There are a few extreme martial arts, where the most simple techniques of a number of fighting skills are refined and combined to form a very basic and direct lethal form; modern Arnis with Remy Presas is one, Krav Maga, the Israeli semi-military form another.

Dim-Mak the ancient Chinese system, which disrupts the central nervous system and the body’s ability to function correctly is the most direct of all. When playing table tennis with the plastic ball we need to be equally direct and to cut out all the ‘extras’, the unnecessary bits which don’t, in the final analysis, really add to our arsenal.
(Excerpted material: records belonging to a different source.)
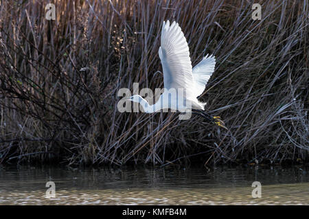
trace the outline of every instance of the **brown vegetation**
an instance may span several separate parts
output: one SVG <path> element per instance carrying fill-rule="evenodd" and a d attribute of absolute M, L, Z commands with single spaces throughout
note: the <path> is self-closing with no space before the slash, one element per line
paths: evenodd
<path fill-rule="evenodd" d="M 261 1 L 262 21 L 245 0 L 54 1 L 56 21 L 49 1 L 0 2 L 0 162 L 308 160 L 306 0 Z M 201 99 L 229 131 L 196 116 L 117 112 L 119 88 L 163 87 L 168 19 L 193 66 L 216 55 Z"/>

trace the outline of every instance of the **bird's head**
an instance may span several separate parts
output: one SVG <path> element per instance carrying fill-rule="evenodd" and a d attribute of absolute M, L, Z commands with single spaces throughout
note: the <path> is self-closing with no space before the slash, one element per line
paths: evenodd
<path fill-rule="evenodd" d="M 142 97 L 139 95 L 133 95 L 127 99 L 127 100 L 128 100 L 128 101 L 130 101 L 133 102 L 136 102 L 136 103 L 139 103 L 141 99 L 142 99 Z"/>

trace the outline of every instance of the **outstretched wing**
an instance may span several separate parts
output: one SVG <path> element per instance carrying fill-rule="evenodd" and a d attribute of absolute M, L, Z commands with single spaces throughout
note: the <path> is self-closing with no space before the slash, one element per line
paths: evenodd
<path fill-rule="evenodd" d="M 162 64 L 164 88 L 184 88 L 187 96 L 192 88 L 192 66 L 189 47 L 178 23 L 163 21 L 159 56 Z M 190 89 L 187 89 L 190 88 Z"/>
<path fill-rule="evenodd" d="M 214 56 L 207 55 L 203 57 L 196 66 L 192 69 L 193 81 L 194 82 L 195 96 L 200 96 L 205 90 L 205 86 L 207 83 L 216 65 Z"/>

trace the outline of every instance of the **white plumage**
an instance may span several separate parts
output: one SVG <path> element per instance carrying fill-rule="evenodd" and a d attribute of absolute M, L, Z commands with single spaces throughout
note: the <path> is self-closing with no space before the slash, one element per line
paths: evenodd
<path fill-rule="evenodd" d="M 166 23 L 163 21 L 161 34 L 159 56 L 163 67 L 164 92 L 153 105 L 149 105 L 139 95 L 134 95 L 130 100 L 141 103 L 147 113 L 165 108 L 176 110 L 187 109 L 188 107 L 181 105 L 179 100 L 176 100 L 176 98 L 172 97 L 171 99 L 170 96 L 168 96 L 169 91 L 176 90 L 177 92 L 181 88 L 185 92 L 182 98 L 187 103 L 190 103 L 190 110 L 204 110 L 206 103 L 198 101 L 197 97 L 204 91 L 205 84 L 214 70 L 214 57 L 206 55 L 192 69 L 189 47 L 178 23 L 174 21 L 170 25 L 169 21 Z"/>

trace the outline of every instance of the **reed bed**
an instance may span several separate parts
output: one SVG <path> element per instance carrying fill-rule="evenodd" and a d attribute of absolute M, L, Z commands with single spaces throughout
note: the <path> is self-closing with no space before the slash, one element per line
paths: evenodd
<path fill-rule="evenodd" d="M 253 3 L 262 20 L 251 18 Z M 56 5 L 56 20 L 45 7 Z M 0 1 L 0 162 L 265 164 L 308 160 L 308 5 L 295 1 Z M 179 113 L 120 113 L 122 88 L 162 88 L 163 21 L 192 65 L 215 72 L 200 99 L 229 131 Z"/>

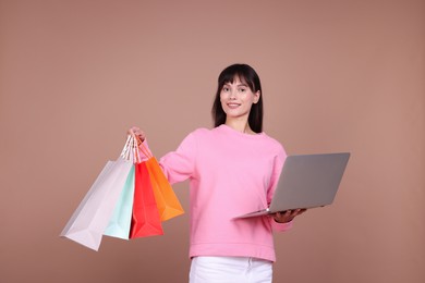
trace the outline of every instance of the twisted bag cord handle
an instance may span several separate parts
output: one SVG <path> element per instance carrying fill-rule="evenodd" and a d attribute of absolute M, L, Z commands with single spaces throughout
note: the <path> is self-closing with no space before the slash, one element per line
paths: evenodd
<path fill-rule="evenodd" d="M 150 150 L 147 149 L 147 147 L 143 144 L 142 139 L 141 139 L 138 136 L 136 136 L 136 139 L 137 139 L 137 149 L 138 149 L 139 151 L 142 151 L 142 153 L 143 153 L 145 157 L 147 157 L 147 158 L 153 158 L 153 155 L 151 155 Z"/>
<path fill-rule="evenodd" d="M 133 163 L 141 163 L 141 152 L 148 159 L 153 157 L 149 149 L 147 149 L 138 136 L 129 135 L 124 148 L 121 151 L 121 157 Z"/>

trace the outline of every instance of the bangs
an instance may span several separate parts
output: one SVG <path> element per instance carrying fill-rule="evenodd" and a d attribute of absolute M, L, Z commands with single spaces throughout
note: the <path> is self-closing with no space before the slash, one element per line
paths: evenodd
<path fill-rule="evenodd" d="M 254 83 L 252 79 L 250 79 L 248 74 L 245 74 L 241 70 L 227 70 L 228 72 L 223 72 L 219 77 L 219 88 L 222 88 L 224 84 L 233 84 L 238 79 L 242 83 L 247 85 L 253 93 L 256 91 L 254 87 Z"/>

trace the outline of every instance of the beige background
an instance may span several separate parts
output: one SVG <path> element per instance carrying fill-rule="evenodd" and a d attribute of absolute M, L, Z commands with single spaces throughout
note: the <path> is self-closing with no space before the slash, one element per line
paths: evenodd
<path fill-rule="evenodd" d="M 0 282 L 186 282 L 187 214 L 98 253 L 58 235 L 127 127 L 158 157 L 210 127 L 235 62 L 289 153 L 352 152 L 276 235 L 276 282 L 425 282 L 424 32 L 424 1 L 1 0 Z"/>

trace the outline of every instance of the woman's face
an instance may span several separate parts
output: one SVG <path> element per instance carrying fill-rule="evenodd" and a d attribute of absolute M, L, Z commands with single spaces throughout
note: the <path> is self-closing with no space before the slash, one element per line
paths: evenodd
<path fill-rule="evenodd" d="M 220 91 L 221 107 L 229 119 L 248 119 L 251 107 L 258 102 L 259 91 L 253 93 L 239 77 L 233 83 L 226 83 Z"/>

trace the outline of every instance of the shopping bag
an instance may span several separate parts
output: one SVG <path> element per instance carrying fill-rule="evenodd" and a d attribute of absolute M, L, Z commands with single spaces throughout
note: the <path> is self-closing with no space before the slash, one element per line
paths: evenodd
<path fill-rule="evenodd" d="M 184 210 L 163 174 L 162 169 L 159 167 L 157 159 L 142 143 L 139 143 L 139 145 L 141 152 L 148 158 L 145 162 L 149 172 L 150 183 L 161 221 L 183 214 Z"/>
<path fill-rule="evenodd" d="M 98 250 L 132 167 L 122 157 L 108 161 L 60 236 Z"/>
<path fill-rule="evenodd" d="M 134 198 L 134 165 L 131 168 L 104 235 L 129 239 Z"/>
<path fill-rule="evenodd" d="M 163 235 L 146 162 L 134 164 L 134 199 L 130 238 Z"/>

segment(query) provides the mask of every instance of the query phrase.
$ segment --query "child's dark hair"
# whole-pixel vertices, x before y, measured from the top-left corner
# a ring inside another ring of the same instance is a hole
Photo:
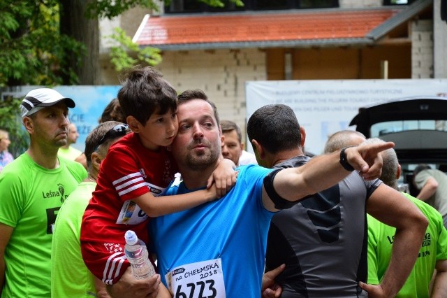
[[[133,116],[145,125],[154,113],[177,110],[177,92],[161,73],[150,66],[135,66],[126,73],[118,101],[124,117]]]

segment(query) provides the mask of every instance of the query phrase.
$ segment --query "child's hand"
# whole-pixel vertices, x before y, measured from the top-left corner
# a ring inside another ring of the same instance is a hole
[[[235,171],[236,166],[230,159],[223,159],[219,162],[217,167],[208,178],[207,188],[214,185],[216,187],[216,196],[218,198],[224,197],[236,184],[237,171]]]

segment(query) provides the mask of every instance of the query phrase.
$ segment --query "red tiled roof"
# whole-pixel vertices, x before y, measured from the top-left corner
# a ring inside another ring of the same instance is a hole
[[[160,46],[358,38],[400,11],[395,8],[150,17],[141,24],[134,41],[140,45]]]

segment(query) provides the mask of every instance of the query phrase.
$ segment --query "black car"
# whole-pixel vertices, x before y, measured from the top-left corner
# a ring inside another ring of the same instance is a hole
[[[413,170],[418,164],[447,171],[447,97],[408,97],[365,106],[349,125],[367,138],[395,143],[402,168],[400,182],[413,195]]]

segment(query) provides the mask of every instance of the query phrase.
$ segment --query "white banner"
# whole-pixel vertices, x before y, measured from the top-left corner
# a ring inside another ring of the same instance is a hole
[[[247,120],[265,105],[289,106],[306,130],[306,151],[321,154],[328,136],[355,129],[348,126],[358,108],[398,98],[447,97],[447,79],[248,81],[245,88]]]

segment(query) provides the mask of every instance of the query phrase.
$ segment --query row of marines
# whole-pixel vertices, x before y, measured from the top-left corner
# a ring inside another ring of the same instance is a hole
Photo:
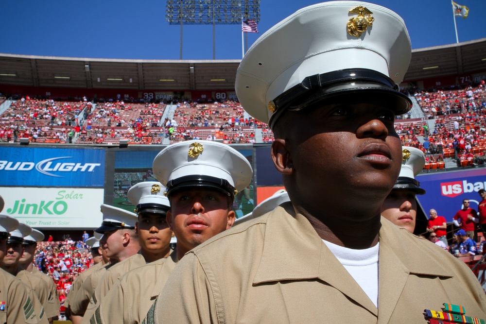
[[[74,322],[425,323],[445,304],[484,323],[464,262],[381,215],[396,183],[418,186],[399,176],[409,155],[394,128],[412,107],[398,85],[411,57],[403,19],[372,3],[318,3],[270,29],[235,90],[274,133],[288,201],[230,228],[248,161],[218,143],[170,145],[159,183],[129,191],[136,213],[102,206],[111,261],[69,293]]]

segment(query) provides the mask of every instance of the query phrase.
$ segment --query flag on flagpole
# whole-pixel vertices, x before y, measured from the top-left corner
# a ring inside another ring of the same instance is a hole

When you take part now in our great sport you must look to a basic form which has been stripped down to the very bare essentials. Action without any unnecessary movement or effort, should be the prime aim. Remember too all humans are the same but different, we all have the same tools and must learn to use those tools to best effect. But we all have different strengths and talents and must use these.

Forget too about style, styles only serve to separate people, style then becomes a doctrine and eventually a gospel which rules us and stops us from changing and progressing. Style is a form of crystallisation. Instead think of yourself as a human and ask the question – ‘ How can I, an individual human, express myself totally and completely?’ As soon as you do this you are in a place of continuing growth.
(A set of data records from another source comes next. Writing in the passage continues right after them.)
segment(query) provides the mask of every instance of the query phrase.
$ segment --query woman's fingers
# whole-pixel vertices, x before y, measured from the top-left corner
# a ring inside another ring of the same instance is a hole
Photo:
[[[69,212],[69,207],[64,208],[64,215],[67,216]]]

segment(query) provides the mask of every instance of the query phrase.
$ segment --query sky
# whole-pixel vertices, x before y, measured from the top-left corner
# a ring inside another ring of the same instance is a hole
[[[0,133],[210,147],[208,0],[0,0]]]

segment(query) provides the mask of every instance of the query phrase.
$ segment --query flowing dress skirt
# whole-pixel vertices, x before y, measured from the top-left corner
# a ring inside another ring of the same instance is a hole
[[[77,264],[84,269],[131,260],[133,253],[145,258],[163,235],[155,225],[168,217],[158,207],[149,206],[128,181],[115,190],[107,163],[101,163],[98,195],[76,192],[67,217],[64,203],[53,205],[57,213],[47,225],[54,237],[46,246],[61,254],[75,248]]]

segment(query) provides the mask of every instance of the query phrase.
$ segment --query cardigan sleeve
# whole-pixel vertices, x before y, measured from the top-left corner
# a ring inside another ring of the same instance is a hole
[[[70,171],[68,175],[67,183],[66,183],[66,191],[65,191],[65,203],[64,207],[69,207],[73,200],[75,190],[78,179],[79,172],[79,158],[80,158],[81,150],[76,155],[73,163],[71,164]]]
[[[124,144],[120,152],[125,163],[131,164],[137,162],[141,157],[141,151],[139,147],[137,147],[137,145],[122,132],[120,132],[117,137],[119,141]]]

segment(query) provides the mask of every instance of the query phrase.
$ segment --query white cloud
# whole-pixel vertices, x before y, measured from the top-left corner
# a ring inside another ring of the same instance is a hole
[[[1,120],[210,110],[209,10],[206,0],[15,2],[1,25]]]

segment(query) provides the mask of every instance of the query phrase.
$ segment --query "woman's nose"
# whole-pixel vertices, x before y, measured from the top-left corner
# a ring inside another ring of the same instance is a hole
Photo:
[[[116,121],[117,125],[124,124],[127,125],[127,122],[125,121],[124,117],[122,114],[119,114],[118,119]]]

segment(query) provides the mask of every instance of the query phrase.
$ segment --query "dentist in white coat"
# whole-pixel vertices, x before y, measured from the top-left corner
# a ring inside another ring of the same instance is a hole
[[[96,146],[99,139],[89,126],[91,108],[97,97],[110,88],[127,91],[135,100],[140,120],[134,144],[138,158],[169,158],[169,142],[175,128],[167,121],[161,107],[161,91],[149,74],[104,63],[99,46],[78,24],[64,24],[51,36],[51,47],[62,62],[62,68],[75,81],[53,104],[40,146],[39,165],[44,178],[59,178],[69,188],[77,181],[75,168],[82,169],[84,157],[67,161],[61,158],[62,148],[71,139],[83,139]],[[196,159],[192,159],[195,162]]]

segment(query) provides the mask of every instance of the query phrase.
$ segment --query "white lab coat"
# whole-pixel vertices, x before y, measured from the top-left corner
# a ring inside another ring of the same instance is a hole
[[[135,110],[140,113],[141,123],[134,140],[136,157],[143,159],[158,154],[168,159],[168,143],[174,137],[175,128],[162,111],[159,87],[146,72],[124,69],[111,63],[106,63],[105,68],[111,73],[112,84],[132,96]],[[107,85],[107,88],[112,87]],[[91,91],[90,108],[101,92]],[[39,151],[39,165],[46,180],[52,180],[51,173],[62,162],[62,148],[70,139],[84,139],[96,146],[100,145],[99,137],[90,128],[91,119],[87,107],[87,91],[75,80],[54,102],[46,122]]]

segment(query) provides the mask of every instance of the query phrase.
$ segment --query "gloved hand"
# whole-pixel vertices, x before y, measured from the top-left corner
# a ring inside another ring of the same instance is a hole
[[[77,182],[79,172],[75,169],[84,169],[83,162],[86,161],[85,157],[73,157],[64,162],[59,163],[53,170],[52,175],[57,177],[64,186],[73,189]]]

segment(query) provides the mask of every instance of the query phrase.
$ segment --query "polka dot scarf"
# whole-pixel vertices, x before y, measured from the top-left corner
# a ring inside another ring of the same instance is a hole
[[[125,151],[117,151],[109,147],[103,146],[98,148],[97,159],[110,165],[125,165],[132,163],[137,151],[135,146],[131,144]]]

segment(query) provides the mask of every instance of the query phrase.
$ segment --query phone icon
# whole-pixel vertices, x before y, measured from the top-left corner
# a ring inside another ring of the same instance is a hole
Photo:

Gather all your energy and turn yourself into a weapon. Express yourself through emotion, whether it be anger or determination. Express yourself through your sport with a combination of natural instinct and control. The two have to be joined in harmony. Too much instinct and you will be unwieldy, too much control and you will be mechanical, ultimately our sport means expressing your individual self.

But also there has to be an overall balance. When you become the very best you can become blinded by just how good you are. Keep your feet on the ground, express yourself with honesty, never lying to your self, and have respect for all opponents regardless of their level.

A good player is like water. Water is insubstantial; you can’t hold it or hurt it. Be soft and flexible like water, let your game be formless, without shape, like water. Refine your sport to the real basic truths, learn the simplest ways to perform and flow all over the table without plan or form.

Players must also be aware of how their bodies work under pressure and what happens. During ‘everyday’ activities, the heart of a healthy person beats at 60 to 80 beats a minute and everything in your sympathetic nervous system performs normally. However when you get nervous or afraid your heart rate generally rises to around 115 beats per minute. In such situations your fine motor skills deteriorate instantly and many usual everyday actions and abilities are affected detrimentally. Even the ability to consider tactics and how to play your opponent is affected. Therefore it’s important that you train in stressful situations so that you can stay calm and handle such scenarios.

Then there is the important question of science. The game has changed dramatically with the plastic ball and you must change to accommodate this factor. Our sport used to consist of 3 aspects, speed, spin and placement – now it consists essentially of 2, speed and placement. Spin plays a much lesser role and is primarily sidespin. How you train too is vital – you compete how you practise, so if you train slow and sloppy that’s how you’ll compete.

SPEED is the KEY, but speed in all its forms, not only fast and early timed, but slow and late timed and above all constantly changing, not predictable. Speed is a variable. So is placement, to play too many balls to the same place at high level is a quick death.